# Testing fuel pressure



## jblakeslee (Nov 30, 2005)

1992 D21 KA24E w/fuel injection. What is the best way to check fuel pressure? There is no fitting on the fuel rail. 

Thanks in advance.


----------



## rogoman (Dec 16, 2004)

Remove the hose on the output side of the fuel filter and install a short piece of fuel hose with a tee for the fuel pressure gauge. Now reconnect the original hose to the tee and you're all set to go.


----------



## jblakeslee (Nov 30, 2005)

*Fuel Pressure testing*

Thanks...now all I need to check is if the fuel pressure gauge I have reads high enough......

The Haynes manual said it something about it should be 33 with vacuum and 43 without? What is that all about?

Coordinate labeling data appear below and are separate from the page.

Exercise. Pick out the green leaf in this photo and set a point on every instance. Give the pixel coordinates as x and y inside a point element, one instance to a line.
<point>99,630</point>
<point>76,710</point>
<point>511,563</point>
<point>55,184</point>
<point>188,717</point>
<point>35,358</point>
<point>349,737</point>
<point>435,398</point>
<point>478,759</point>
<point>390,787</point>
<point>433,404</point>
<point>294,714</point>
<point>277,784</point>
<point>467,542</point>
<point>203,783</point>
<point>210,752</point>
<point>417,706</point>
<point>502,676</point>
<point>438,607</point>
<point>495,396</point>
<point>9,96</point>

What should the pressue be at the output of the filter?


----------



## rogoman (Dec 16, 2004)

The pressure at the output of the filter will vary as dictated by the pressure regulator. The pressure regulator has a vacuum line connector which is what the Haynes manual refers to. With the engine idling or part-throttle operation, there is full vacuum at the regulator, thus 33 psi. At full throttle, no vacuum and 43 psi to provide more fuel flow that the engine needs.


----------



## cwilliamrose (Jul 11, 2010)

My V6 D21 runs 75-80psi unregulated.............Bill


----------



## jblakeslee (Nov 30, 2005)

thanks......common sense would tell me that if the pressure is low at the output of the filter, then I need to either just change the filter, and check again, or check the pressure before the filter.....the eliminate it as part of the problem.......


----------